On the outskirts of Tyre, the ancient coastal city in southern Lebanon where Jesus preached, life now has become one of impoverishment, as it has for most of the population of Lebanon.
“For two years, our country has been in a terrifying economic crisis. Our families are living in great distress,” Maronite Archbishop Charbel Abdallah of Tyre explained. Most people’s “salary only allows them to live for two days.”
Lebanon’s financial meltdown has been characterized by the World Bank as one of the worst worldwide since the 1850s; nearly 80% of the population now lives in poverty. With soaring inflation, basic needs, even for the previously middle class, have become out of reach.
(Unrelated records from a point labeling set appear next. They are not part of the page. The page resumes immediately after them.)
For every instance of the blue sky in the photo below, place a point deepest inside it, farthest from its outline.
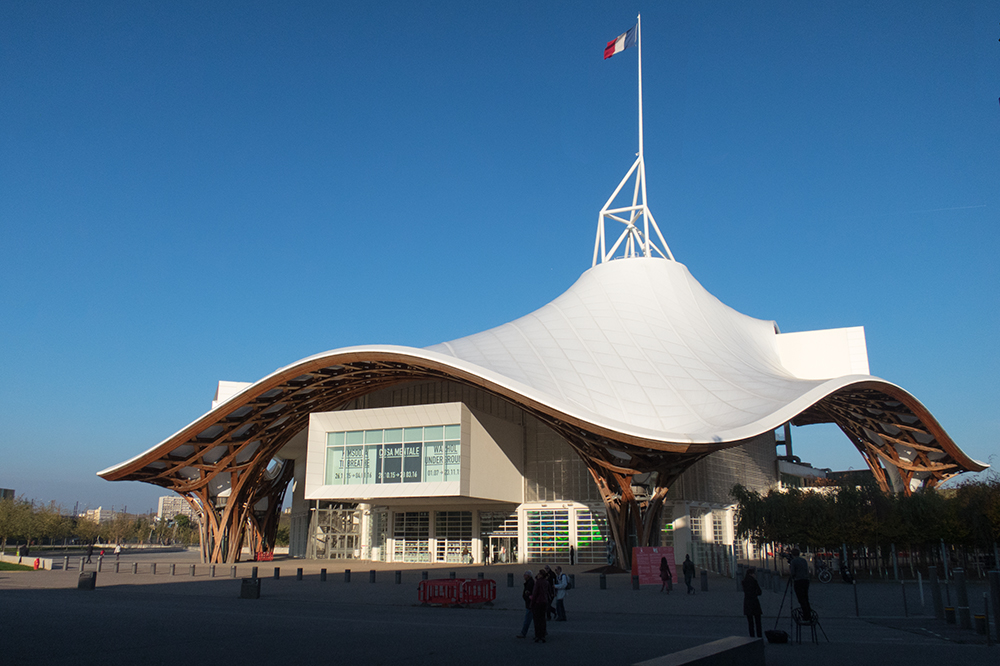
(198, 191)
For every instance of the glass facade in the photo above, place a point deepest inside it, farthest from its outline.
(394, 455)
(548, 535)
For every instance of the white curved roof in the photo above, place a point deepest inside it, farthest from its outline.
(640, 343)
(635, 352)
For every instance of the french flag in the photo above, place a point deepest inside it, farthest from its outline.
(620, 43)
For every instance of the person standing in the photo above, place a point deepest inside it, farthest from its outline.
(529, 585)
(540, 595)
(688, 569)
(751, 603)
(562, 584)
(666, 577)
(799, 570)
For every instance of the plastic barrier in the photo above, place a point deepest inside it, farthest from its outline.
(456, 591)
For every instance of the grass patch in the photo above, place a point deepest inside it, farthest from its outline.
(10, 566)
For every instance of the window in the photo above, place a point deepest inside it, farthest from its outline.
(394, 455)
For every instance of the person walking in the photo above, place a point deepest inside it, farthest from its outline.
(540, 595)
(688, 569)
(529, 585)
(666, 577)
(751, 603)
(799, 570)
(562, 584)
The value of the currency slid further to record levels the week of Jan. 10, triggering another rise in the price of bread, this time by more than 25%, and two consecutive increases in the cost of fuel. A fill-up for a standard car now exceeds the monthly minimum wage.
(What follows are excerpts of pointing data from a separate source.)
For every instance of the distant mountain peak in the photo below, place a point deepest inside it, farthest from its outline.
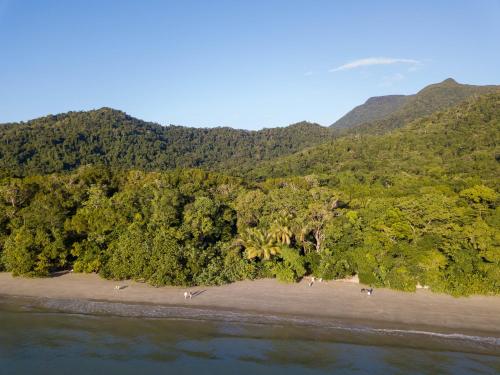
(450, 81)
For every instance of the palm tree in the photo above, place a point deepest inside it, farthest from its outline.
(280, 233)
(258, 244)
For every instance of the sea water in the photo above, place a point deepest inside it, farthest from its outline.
(36, 340)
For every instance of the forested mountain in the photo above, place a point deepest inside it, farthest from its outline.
(375, 108)
(413, 205)
(110, 137)
(381, 114)
(461, 141)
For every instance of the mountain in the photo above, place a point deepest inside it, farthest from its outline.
(112, 138)
(460, 141)
(381, 114)
(374, 108)
(109, 137)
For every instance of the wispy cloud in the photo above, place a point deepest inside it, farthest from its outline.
(388, 81)
(373, 61)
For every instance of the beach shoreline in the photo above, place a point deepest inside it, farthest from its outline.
(264, 301)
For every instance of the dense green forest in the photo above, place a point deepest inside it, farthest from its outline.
(378, 116)
(112, 138)
(419, 204)
(373, 109)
“We cannot ignore the hunger of the people,” Archbishop Abdallah stressed.
Battered by decades of corruption and mismanagement, Lebanon has no social assistance from the state to help the poor, so the church has stepped in to fill the void. Like many other Catholic leaders, Archbishop Abdallah established economic committees in his parishes to address the needs of parishioners and has reached out to international organizations for help.
“The most generous is Aid to the Church in Need (ACN),” the archbishop said.
ACN has funded food boxes for 1,500 of the neediest families of 20 parishes in the Maronite Archdiocese of Tyre, in a predominantly Muslim area. Each box contains cooking staples. With the currency depreciation, the $40 value of the contents is equal to three months’ salary for those earning the national minimum wage.
Families will receive a food box every two months for eight months.
As volunteers loaded food boxes onto pickup trucks for the first distribution, the archbishop expressed his gratitude for the help recieved and said, “The families are going to breathe a little again.”